The unreliability of the narrator

Poe calls the reliability of his narrator into question, making Pym one of his strangest works among an oeuvre full of complex and disorienting texts. The preface establishes that Pym wrote his narrative even after he did not want to, but decided to publish it as fiction even though he left his real name on it. He mentions that his "editor" is Poe, and "Poe" takes up the story at the end when he says that the last chapters were left off due to Pym's sudden death. There is no real conclusion to the novel and it is unknown what happened to Pym. It is also unclear how much Poe the editor was supposed to have written of the narrative - but of course Poe is the true author of the entire work and Pym merely his fabrication. Poe the author also included a large chunk of a real sea expedition narrative, which again makes the reader wonder how much "Pym" really wrote. Real-life contemporary readers also wondered if the story was real, adding to the confusion surrounding the text. Finally, there are many discontinuities in the text; a prime example is when Pym says Augustus told him the whole story of what happened with the mutiny many years later, but dies a few chapters later.

The power of Nature

Nature in the text is a powerful force that can cause destruction perfectly well on its own, but can also be harnessed by man to wreak havoc upon one's foes. The characters are subjected to violent storms that wreck their ships and leave them at the mercy of Nature. On the Grampus they are threatened with starvation, dehydration, rabid sharks, festering wounds, and driving rain and wind.
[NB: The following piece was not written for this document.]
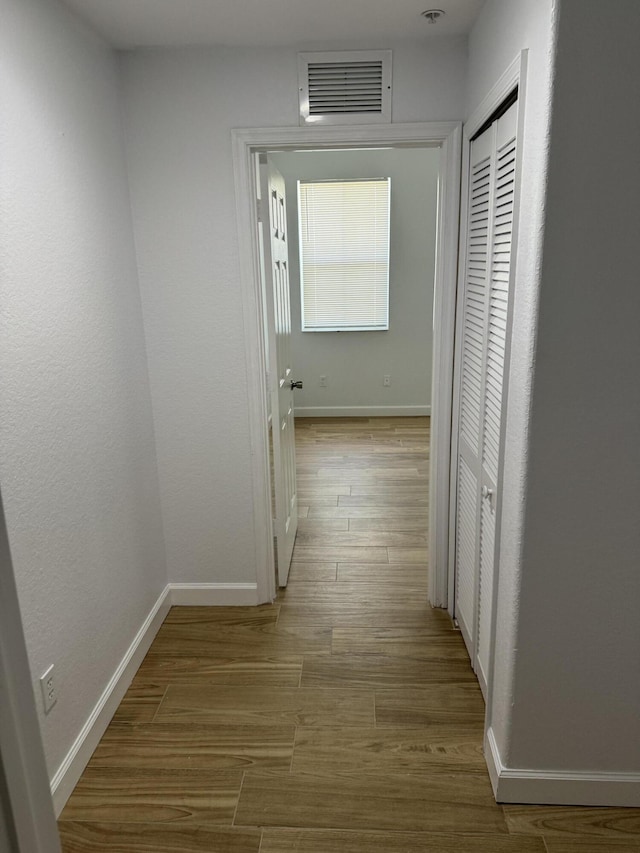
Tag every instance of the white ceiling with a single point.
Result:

Nature is more placid and bountiful during the Jane Guy's expeditions through the ice floes and islands of the South Seas down toward the South Pole, but the island of Tsalal features a harsher Nature. The natives there are able to use the power of Nature in their plot to kill the white men by literally pulling the earth down upon them. Nature is again ambivalent toward the survivors - Pym and Peters - by both protecting them from the cave-in but by denying them any sustenance. Finally, at the end of the novel Nature seems to embrace the two men, who are at last ready to sail into oblivion in the white waters of the South Pole. Nature in the novel is thus both hostile and nurturing, and ultimately indifferent.

Death and rebirth

The theme of death and rebirth is significant in the text, especially since it appears more than once. If the reader looks at the story as a tale of Pym's coming of age or as a rite of passage, then it is easy to see his experience in the hold and in the cavern as a death/rebirth. In the hold he falls into a stupor and has evocative dreams that signify his rebirth. The hold is warm like a womb, and it nurtures him into a new state of consciousness that will help him at the very end of the novel in his encounter at the end of the Earth. This encounter also seems to be a death and rebirth of sorts. The warm white water of the South Pole is another womblike environment, and Pym's wording, such as "eternal" "embraces" and "receive us" suggests a movement toward rebirth -not just an extinction of his consciousness but as a new understanding of his superconsciousness as the self is annihilated.